The first night of the ordeal (which can make one frantic from such small bits of wood nearly imperceptible to the human eye if one can use the eyes to see at that point!), the Lord provided a dream in which my grandmother appeared amidst many other, I assume, relatives and friends long departed from this earth. My grandmother is the personage who stood out in the dream, and since I'd not seen her in the spirit realm in many temporal years, this reconnoitering was reassuring and blessed! She did not need to speak in temporal words; her message of calm came in essence.
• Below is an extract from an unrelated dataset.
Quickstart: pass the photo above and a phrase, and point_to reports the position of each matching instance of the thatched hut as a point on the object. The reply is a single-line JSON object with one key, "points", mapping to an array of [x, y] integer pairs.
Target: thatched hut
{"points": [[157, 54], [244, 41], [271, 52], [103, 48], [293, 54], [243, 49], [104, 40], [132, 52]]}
Finally came a much-needed offer to drive me to civilization to get medical help for the eyes. To my surprise, an eye specialist made room to fit me in immediately; however even with that, I had to wait a few hours for the person giving me the ride to fulfill what was scheduled. Although I knew if others felt the pain in my eye, all else would be dropped to hie-thee-to-an-eye-doctor, that other aspects blur our vision, so to speak, to be able to relate to that degree to overcome our idiosyncracies.
So the triage nurse, who had called me to find out more details of what happened regarding my eye incident, accepted that I had to wait until after noon to be driven there and accommodated me accordingly. And I had to accept it also, although I hoped that if I were needed that I'd set aside my plans and would rise to immediate assistance. But perhaps I'd not. And surely in the past I had not. In fact--just right now popped into my mind an incidence in which I ignorantly did not realize the immediate need of someone waiting for me to bring Holy Communion to them--'twas years ago but brought to mind right now!
The ophthalmologist chided me for not coming in immediately, the morning after the eye incident, but I said I simply had to wait until there was a human means to come; I did not have thousands for an ambulance ride. (And that is helpful in somewhat understanding why many people forego medical procedures, do not keep their teeth in good shape, live on the streets....) Yet it was not a perspective he much tolerated in his own perspective based upon his given career mindset.
On the return drive back to Te Deum Hermitage, with the person who took six hours out of scheduled day to do the incredibly kind deed, I learned part of the person's background which helped me immediately understand aspects that had prickled the week before when addled by the spinal headache. Just a bit of understanding and knowledge helped me grasp others' traits and the reason for them.
In fact, there was a terrible eye incident shared, but the passage of time somehow dims our view of the immediacy of pain when the pain is in another's current experience.
I am reminded of the Scripture in which we are told to take the plank out of our own eye rather than to dwell on the splinter in another's eye.
From last week's spinal headache in which my own lack of temperance, brutal counsel of another, lack of understanding (even if I struggled to understand)--to this week's lesson in waiting for further instruction in both theological and cardinal virtues--I can "see" how God mercifully brings answers and softly humbles.
He teaches, always. Jesus has never stopped being the Master Teacher. And I have so much to learn, always. More than ever.